It’s crucial that you have well-communicated, simple roles and responsibilities for preventative maintenance personnel and others in the organisation that will be involved in the process. Below is an example of a simple RACI chart that can be used for communicating the process and clarifying specific roles for all functions associated with the process. This ensures that all actions are implemented – a pre-requisite for true predictive maintenance.

Response

RACI - identifies who is Responsible, Accountable, needs to be Consulted, needs to be Informed about a task or action.

E. Hard-wiring

The wiring phase ensures that the predictive maintenance process, roles and responsibilities are well managed and sustained. This phase is about effective, continuous implementation of the practices by the organisation. Utilising PIP wiring tools ensures strong execution throughout the organisation.

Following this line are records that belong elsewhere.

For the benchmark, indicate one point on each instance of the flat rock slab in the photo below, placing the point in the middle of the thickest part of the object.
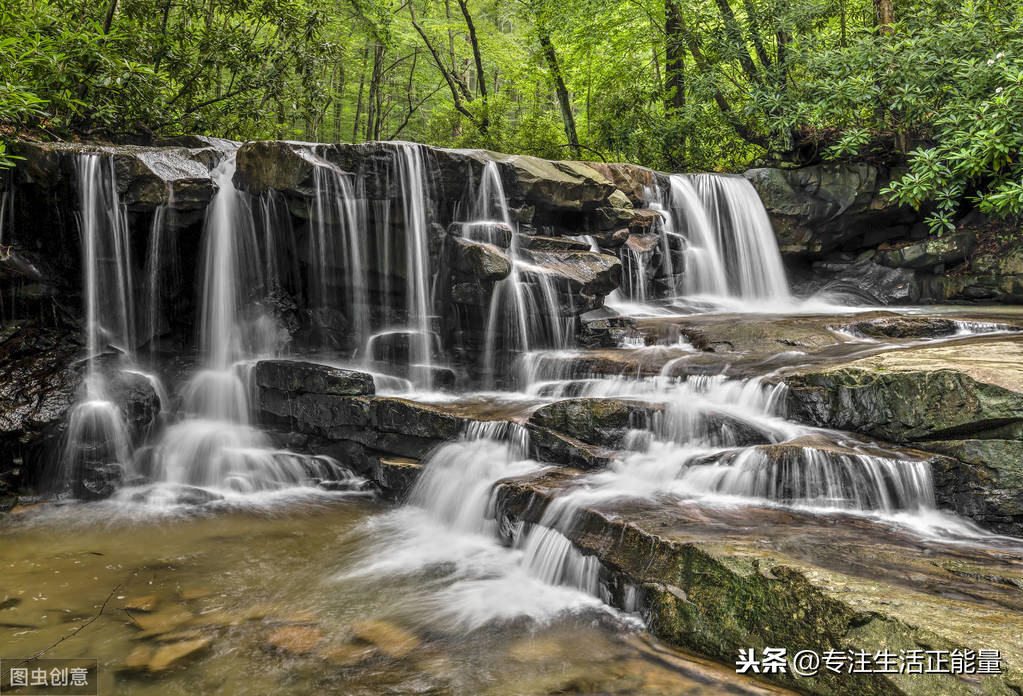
(717, 579)
(971, 388)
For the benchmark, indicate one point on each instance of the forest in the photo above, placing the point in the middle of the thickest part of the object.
(677, 85)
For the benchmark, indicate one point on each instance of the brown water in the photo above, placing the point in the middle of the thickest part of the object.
(263, 600)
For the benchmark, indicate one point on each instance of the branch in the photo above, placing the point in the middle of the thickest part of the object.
(81, 627)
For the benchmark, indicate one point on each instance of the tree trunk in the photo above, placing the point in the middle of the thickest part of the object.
(563, 93)
(481, 78)
(674, 49)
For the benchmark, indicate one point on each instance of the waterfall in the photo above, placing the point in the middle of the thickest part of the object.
(817, 479)
(215, 446)
(418, 300)
(746, 243)
(97, 437)
(714, 243)
(524, 310)
(337, 248)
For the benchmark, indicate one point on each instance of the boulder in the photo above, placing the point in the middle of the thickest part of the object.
(551, 244)
(595, 421)
(562, 185)
(716, 579)
(870, 283)
(967, 390)
(980, 479)
(294, 377)
(585, 272)
(273, 165)
(632, 180)
(817, 209)
(483, 261)
(903, 328)
(145, 175)
(496, 233)
(947, 249)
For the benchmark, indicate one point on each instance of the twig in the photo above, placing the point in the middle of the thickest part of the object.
(102, 608)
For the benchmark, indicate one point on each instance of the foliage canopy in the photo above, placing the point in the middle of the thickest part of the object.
(672, 84)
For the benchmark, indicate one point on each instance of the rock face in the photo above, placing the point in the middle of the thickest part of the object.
(965, 401)
(794, 581)
(982, 480)
(294, 377)
(948, 249)
(818, 209)
(967, 390)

The first step is to put in place a system to track performance. This requires a session to agree targets and KPIs for the function. These typically include:

  • equipment availability
  • maintenance budget
  • other resources required

The next step is to set regular and formal reviews of performance using Results-Action-Reviews (RAR) at all levels of the maintenance department. A RAR consists of the following steps:

1. Review results – did it work? How are the KPIs tracking?
2. Review actions – did we do what we said we’d do?
3. Agree future results and actions
4. Prioritise future actions
5. Assign resources to advance highest priorities
6. Communicate key information

This creates a closed loop to review performance by tracking actual KPI results against targets, using pareto charts to highlight problems and taking appropriate actions. This is then followed with supervisors doing effective short interval control to ensure, for example, that actions don’t slip into the next day.

There is a misconception that predictive maintenance is unduly costly: that it costs more for regularly scheduled downtime and maintenance than to operate equipment to the point of failure.

This may be true for some components; however, it’s important to compare not only direct costs, but also the long-term benefits associated with predictive maintenance, including avoided costs for lost production time, and savings due to increased effective equipment service life.

Good predictive maintenance may cost a little more up front, but it keeps a very costly horse from bolting down the track.